Defective granule exocytosis in Rab27a-deficient lymphocytes from Ashen mice.

作者信息

Haddad E K, Wu X, Hammer J A, Henkart P A

机构信息

Experimental Immunology Branch, National Cancer Institute;, and.

出版信息

J Cell Biol. 2001 Feb 19;152(4):835-42. doi: 10.1083/jcb.152.4.835.

Abstract

Because mutations in Rab27a have been linked to immune defects in humans, we have examined cytotoxic lymphocyte function in ashen mice, which contain a splicing mutation in Rab27a.

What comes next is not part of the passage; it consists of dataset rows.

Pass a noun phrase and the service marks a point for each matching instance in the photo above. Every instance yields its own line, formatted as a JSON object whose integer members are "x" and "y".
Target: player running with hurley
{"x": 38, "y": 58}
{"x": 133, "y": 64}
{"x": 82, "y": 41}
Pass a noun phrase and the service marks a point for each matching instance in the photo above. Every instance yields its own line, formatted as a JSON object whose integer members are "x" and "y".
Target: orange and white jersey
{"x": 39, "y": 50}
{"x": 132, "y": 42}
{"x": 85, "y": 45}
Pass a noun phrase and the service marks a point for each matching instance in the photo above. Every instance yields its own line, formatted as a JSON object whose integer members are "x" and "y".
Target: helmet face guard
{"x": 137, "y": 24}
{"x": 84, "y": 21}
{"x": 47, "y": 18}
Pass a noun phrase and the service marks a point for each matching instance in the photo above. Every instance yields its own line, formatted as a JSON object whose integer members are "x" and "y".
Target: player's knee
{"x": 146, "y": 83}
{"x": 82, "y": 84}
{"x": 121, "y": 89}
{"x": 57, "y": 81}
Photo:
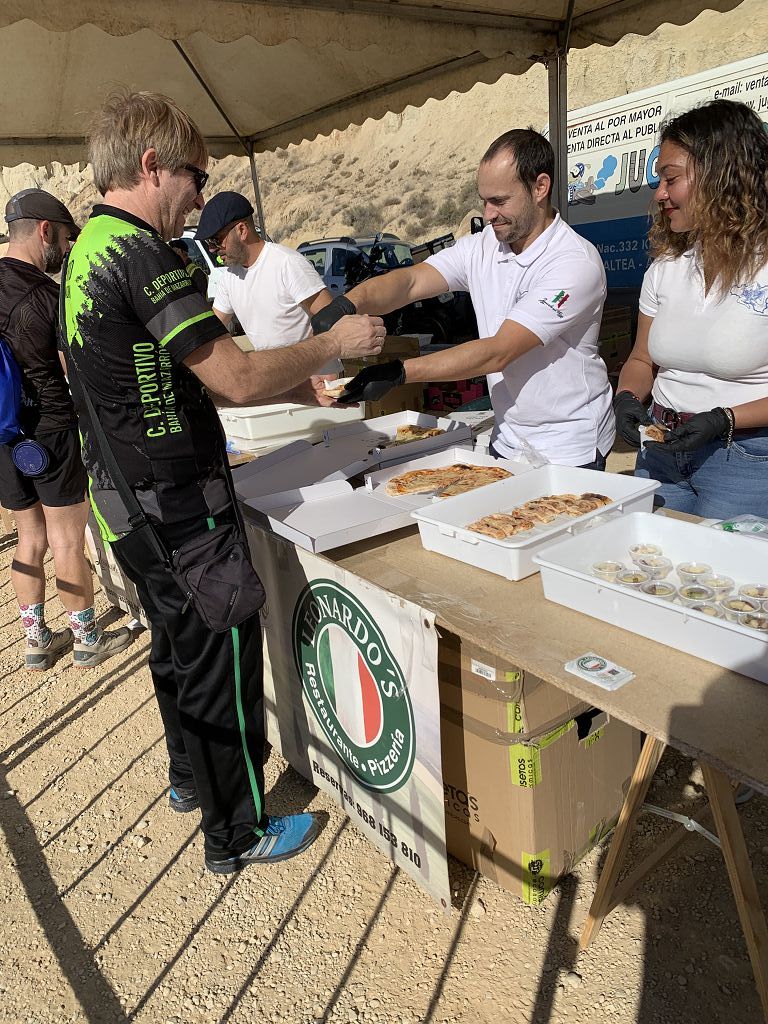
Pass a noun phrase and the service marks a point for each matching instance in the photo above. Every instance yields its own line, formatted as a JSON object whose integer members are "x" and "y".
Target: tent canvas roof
{"x": 282, "y": 71}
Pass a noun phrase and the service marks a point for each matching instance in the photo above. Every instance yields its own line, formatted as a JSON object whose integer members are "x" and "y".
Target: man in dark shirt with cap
{"x": 50, "y": 509}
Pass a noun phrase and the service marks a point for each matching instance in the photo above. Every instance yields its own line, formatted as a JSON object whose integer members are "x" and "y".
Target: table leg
{"x": 646, "y": 767}
{"x": 739, "y": 870}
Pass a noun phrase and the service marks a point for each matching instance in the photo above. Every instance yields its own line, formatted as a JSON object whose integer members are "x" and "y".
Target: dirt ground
{"x": 109, "y": 918}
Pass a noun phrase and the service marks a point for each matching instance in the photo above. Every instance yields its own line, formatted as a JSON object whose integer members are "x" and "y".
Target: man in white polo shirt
{"x": 538, "y": 291}
{"x": 272, "y": 290}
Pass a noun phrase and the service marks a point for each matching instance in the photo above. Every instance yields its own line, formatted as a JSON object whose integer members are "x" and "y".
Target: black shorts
{"x": 64, "y": 482}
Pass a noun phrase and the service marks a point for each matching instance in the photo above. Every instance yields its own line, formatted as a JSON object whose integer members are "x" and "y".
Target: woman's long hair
{"x": 728, "y": 146}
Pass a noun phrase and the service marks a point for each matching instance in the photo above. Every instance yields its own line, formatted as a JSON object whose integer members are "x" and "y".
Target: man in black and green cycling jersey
{"x": 148, "y": 351}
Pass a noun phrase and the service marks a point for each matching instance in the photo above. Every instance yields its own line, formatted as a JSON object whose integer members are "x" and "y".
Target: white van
{"x": 612, "y": 152}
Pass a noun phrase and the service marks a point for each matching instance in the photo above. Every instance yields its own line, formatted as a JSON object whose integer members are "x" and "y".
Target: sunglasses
{"x": 201, "y": 176}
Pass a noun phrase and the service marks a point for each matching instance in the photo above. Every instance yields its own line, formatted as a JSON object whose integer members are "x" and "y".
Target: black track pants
{"x": 209, "y": 687}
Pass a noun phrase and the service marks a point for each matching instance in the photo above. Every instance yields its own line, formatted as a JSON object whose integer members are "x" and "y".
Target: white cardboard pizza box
{"x": 376, "y": 481}
{"x": 300, "y": 465}
{"x": 263, "y": 426}
{"x": 443, "y": 525}
{"x": 566, "y": 578}
{"x": 328, "y": 515}
{"x": 373, "y": 434}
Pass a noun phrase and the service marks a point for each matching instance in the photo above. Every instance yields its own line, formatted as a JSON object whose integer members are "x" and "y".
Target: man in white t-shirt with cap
{"x": 272, "y": 290}
{"x": 538, "y": 291}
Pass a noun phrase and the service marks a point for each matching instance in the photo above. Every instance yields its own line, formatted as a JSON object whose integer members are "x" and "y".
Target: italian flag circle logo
{"x": 354, "y": 685}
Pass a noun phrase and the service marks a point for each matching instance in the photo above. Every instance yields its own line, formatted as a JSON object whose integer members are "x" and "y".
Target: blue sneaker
{"x": 183, "y": 800}
{"x": 285, "y": 837}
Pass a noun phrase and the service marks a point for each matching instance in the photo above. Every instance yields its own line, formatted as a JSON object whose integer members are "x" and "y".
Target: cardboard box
{"x": 410, "y": 396}
{"x": 486, "y": 688}
{"x": 523, "y": 806}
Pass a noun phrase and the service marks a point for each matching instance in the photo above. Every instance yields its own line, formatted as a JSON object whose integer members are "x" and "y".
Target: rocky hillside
{"x": 414, "y": 173}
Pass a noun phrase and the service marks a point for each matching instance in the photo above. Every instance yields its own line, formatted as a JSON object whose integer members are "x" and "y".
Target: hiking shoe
{"x": 110, "y": 642}
{"x": 42, "y": 658}
{"x": 183, "y": 799}
{"x": 284, "y": 838}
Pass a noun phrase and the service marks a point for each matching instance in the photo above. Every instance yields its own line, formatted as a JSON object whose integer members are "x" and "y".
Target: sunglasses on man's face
{"x": 201, "y": 176}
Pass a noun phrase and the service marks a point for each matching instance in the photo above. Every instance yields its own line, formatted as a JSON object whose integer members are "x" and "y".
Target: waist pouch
{"x": 214, "y": 571}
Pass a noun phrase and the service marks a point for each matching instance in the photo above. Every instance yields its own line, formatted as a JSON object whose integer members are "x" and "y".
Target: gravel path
{"x": 108, "y": 915}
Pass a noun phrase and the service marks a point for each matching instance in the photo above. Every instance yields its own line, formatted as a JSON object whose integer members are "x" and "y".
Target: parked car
{"x": 343, "y": 262}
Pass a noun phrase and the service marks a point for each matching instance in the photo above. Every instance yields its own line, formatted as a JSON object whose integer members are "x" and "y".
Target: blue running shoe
{"x": 183, "y": 800}
{"x": 285, "y": 838}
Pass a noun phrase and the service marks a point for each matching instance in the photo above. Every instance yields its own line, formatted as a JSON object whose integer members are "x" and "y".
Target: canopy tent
{"x": 260, "y": 74}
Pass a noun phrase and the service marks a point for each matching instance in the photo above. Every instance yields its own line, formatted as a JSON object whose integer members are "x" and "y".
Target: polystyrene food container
{"x": 567, "y": 579}
{"x": 443, "y": 527}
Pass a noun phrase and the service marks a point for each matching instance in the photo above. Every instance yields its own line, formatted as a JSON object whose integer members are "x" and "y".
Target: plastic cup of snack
{"x": 692, "y": 571}
{"x": 711, "y": 608}
{"x": 721, "y": 585}
{"x": 734, "y": 606}
{"x": 607, "y": 570}
{"x": 755, "y": 620}
{"x": 694, "y": 593}
{"x": 655, "y": 565}
{"x": 756, "y": 592}
{"x": 633, "y": 578}
{"x": 657, "y": 588}
{"x": 643, "y": 550}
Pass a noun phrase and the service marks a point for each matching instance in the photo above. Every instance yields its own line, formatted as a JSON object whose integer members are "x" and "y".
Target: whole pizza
{"x": 450, "y": 480}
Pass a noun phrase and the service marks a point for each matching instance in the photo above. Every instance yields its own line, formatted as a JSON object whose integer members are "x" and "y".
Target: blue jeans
{"x": 714, "y": 482}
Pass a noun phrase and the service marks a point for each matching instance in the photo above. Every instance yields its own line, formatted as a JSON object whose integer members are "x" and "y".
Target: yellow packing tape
{"x": 525, "y": 759}
{"x": 537, "y": 880}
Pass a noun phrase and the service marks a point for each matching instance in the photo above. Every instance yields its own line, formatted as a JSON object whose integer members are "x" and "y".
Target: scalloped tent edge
{"x": 261, "y": 74}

Ashen cytotoxic T lymphocytes (CTLs) showed a >90% reduction in lytic activity on Fas-negative target cells compared with control C3H CTLs, and ashen natural killer cell activity was likewise diminished. Although their granule-mediated cytotoxicity pathway is profoundly defective, ashen CTLs displayed a normal FasL-Fas cytotoxicity pathway. The CD4/8 phenotype of ashen T cells and their proliferative responses were similar to controls. Ashen CTLs had normal levels of perforin and granzymes A and B and normal-appearing perforin-positive granules, which polarized upon interaction of the CTLs with anti-CD3-coated beads. However, rapid anti-CD3-induced granule secretion was drastically defective in both CD8(+) and CD4(+) T cells from ashen mice. This defect in exocytosis was not observed in the constitutive pathway, as T cell receptor-stimulated interferon-gamma secretion was normal. Based on these results and our demonstration that Rab27a colocalizes with granzyme B-positive granules and is undetectable in ashen CTLs, we conclude that Rab27a is required for a late step in granule exocytosis, compatible with current models of Rab protein function in vesicle docking and fusion.

摘要

由于Rab27a突变与人类免疫缺陷有关,我们检测了灰鼠的细胞毒性淋巴细胞功能,这些灰鼠的Rab27a存在剪接突变。与对照C3H细胞毒性T淋巴细胞(CTL)相比,灰鼠CTL对Fas阴性靶细胞的裂解活性降低了90%以上,且灰鼠自然杀伤细胞活性同样降低。尽管其颗粒介导的细胞毒性途径存在严重缺陷,但灰鼠CTL显示出正常的FasL-Fas细胞毒性途径。灰鼠T细胞的CD4/8表型及其增殖反应与对照相似。灰鼠CTL的穿孔素、颗粒酶A和B水平正常,穿孔素阳性颗粒外观正常,在CTL与抗CD3包被的珠子相互作用时会极化。然而,来自灰鼠的CD8(+)和CD4(+) T细胞中,快速抗CD3诱导的颗粒分泌存在严重缺陷。在组成性途径中未观察到这种胞吐缺陷,因为T细胞受体刺激的γ干扰素分泌正常。基于这些结果以及我们所证明的Rab27a与颗粒酶B阳性颗粒共定位且在灰鼠CTL中无法检测到,我们得出结论,Rab27a是颗粒胞吐后期步骤所必需的,这与当前Rab蛋白在囊泡对接和融合中的功能模型相符。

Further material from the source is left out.